Regardless of who originated the pithy observation that the Vice Presidency of the United States is not worth a bucket of warm spit (or, perhaps, some other bodily fluid), there was once more than a grain of truth embedded in the remark. Until the middle of the twentieth century, VPs had been seen rather than heard and were rarely in the loop on anything immediate or consequential. That organizational structure, for better or worse, is no longer the case; vice presidents have ceased to sit unnoticed in the shadows but have become an authority that can no longer be ignored.
It would therefore be foolhardy to disrespect a sitting vice president or to regard the office that he or she inhabits as being unworthy of attention. Particularly now, specifically. President Biden is way past his prime and is most certainly no longer as sure footed or sound of mind as he once was; it’s fair to say, then, that Vice President Kamala Harris’s proximity to the Oval Office is a bit closer than the proverbial heartbeat away. The world – and Israel – cannot discount the possibility that she might be called upon to complete Mr. Biden’s current term and, well, who knows what might happen beyond that. If media outlets have obituaries on file for the president, it’s equally likely that there are comprehensive political biographies of VP Harris should she be called on to take the presidential oath of office.
The obvious concerns center around the readiness and preparedness of a vice president to enter the Oval Office should the sitting president no longer have that ability – for whatever reason. President Franklin Roosevelt, stricken with polio and not in the best of health, undoubtedly struggled with that question when he insisted that the vice presidents that served under him participate in cabinet-level meetings, something that was, for the most part, unprecedented. Nonetheless, Harry Truman, the vice president who assumed the presidency after FDR passed away, confessed that he felt altogether unprepared for the responsibility the Constitution required him to undertake. Here was the beginning of a major shift in the sharing of knowledge if not power between Number One and Number Two. Leaving the vice president unprepared to respond to a hotline call at three in the morning is as reckless as leaving the military with no commander in chief. And while not all of those who have been in second-in-command since 1946 can be described as, well, presidential, POTUS, I suspect, now keeps few secrets from VPOTUS.
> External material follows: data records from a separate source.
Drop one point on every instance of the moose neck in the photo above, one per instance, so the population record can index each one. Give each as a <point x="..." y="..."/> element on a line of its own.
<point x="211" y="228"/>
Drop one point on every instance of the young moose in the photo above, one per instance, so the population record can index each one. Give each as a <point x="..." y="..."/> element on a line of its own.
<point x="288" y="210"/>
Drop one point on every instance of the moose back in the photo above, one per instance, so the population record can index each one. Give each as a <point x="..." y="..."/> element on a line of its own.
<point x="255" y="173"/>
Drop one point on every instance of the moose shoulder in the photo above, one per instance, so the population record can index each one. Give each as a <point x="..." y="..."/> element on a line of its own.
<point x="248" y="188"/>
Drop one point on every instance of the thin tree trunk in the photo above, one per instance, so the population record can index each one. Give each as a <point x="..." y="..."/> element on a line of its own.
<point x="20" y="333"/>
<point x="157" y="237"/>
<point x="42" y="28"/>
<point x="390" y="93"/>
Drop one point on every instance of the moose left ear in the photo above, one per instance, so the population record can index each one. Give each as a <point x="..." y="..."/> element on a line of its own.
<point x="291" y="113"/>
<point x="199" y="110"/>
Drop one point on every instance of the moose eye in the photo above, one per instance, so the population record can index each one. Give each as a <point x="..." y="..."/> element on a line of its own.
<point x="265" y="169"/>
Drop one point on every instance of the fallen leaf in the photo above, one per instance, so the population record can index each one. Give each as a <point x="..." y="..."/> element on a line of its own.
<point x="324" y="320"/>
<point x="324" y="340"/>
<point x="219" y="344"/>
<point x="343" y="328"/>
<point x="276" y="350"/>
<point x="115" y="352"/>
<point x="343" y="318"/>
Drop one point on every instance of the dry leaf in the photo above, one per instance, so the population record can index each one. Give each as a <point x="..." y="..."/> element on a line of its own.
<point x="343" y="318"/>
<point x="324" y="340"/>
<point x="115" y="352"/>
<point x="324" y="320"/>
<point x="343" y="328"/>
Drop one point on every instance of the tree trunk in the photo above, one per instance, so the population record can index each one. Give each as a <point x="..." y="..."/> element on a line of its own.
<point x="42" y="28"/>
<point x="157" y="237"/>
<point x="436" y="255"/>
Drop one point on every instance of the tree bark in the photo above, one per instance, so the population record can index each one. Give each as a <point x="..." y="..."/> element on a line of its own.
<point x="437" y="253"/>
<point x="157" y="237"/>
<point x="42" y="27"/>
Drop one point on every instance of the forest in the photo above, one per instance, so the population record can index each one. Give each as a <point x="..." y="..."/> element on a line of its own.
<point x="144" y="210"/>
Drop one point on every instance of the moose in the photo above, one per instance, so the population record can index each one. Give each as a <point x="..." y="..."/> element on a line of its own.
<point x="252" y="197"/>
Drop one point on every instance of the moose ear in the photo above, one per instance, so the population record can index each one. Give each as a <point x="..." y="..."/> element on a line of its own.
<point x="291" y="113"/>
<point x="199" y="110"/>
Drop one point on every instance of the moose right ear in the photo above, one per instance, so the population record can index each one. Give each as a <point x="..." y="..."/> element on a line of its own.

Locally, it’s no secret that there is little affection between Israel and the White House. Our government is well aware of President Biden’s concerns over the proposed judicial reforms that have been the center of debate for the last six months or so, and caution from the coalition has been exercised not to engage in a potentially harmful dialog with the administration on this issue. Both the president and vice president have been, it seems, taking their cues from legal and economic advisors who have not been shy about expressing disdain for the reforms that are being promoted by the Netanyahu government. If anything, the current residents of the White House have been peripheral but nonetheless vocal supporters of the anti-reform demonstrations that have been taking place virtually non-stop since the onset of the current coalition.
In and of itself, this is not particularly disturbing. Differences in policy and protocol between the US and Israel are by no means unheard of, but they have involved, for the most part, activities related to the settlements and Palestinian rights to self-determination. That the president began to take sides in what is for all practical purposes domestic legislation requires neither political nor financial support from the United States goes well behind the perimeter of friendship and cooperation enjoyed by our two counties. Nevertheless, the situation has escalated and, not surprisingly, the Vice President has, too, decided to rumble.
Her recent and pointedly barbed remarks regarding the reforms caused, understandably, a bit of consternation in Jerusalem. Foreign Minister Eli Cohen, somewhat unwisely, decided that he was not able to refrain from responding to the Vice President’s public and reported on comments. In the end, it turned out to be much ado about nothing, but FM Cohen’s recklessness cannot be overlooked. It makes little sense for anyone in Israel’s current coalition to go toe-to-toe with Mrs. Harris; the last thing Israel needs is to deal with a democratic administration that is even less welcoming than the current one. It’s more than a little troubling that our foreign minister appears to be oblivious to this reality. I’m not too familiar with Mr. Cohen’s experience or background, but I’ll wager that diplomacy is not one of his stronger attributes. Like many of Mr. Netanyahu’s appointments, political loyalty rather than professional competency was undoubtedly the principal consideration for the appointment to the post.
The proposed reforms that are the focus of all this controversy have been discussed, debated and dissected extensively. From the Vice President’s point of view, the reforms will remove one of three legs of the stool upon which sound government rests. The foreign minister may indeed be correct that the vice president most likely never took the trouble to read the text of the proposed reforms but relied on staff members for the Reader’s Digest version. Moreover, I suspect she has little patience to hear an official spin on how Israel’s democracy will, if anything, be strengthened by the reforms. It’s much easier to go in the direction of the wind rather than struggle to move in the opposite direction.
All of that, though, matters little. Mr. Cohen and anyone else should simply nod politely and thank the vice president for her insight and opinion. Israel can ill afford to increase the animosity that already exists with those currently in the White House. We may very well need VP Harris’s support when the inevitable showdown with Iran arrives.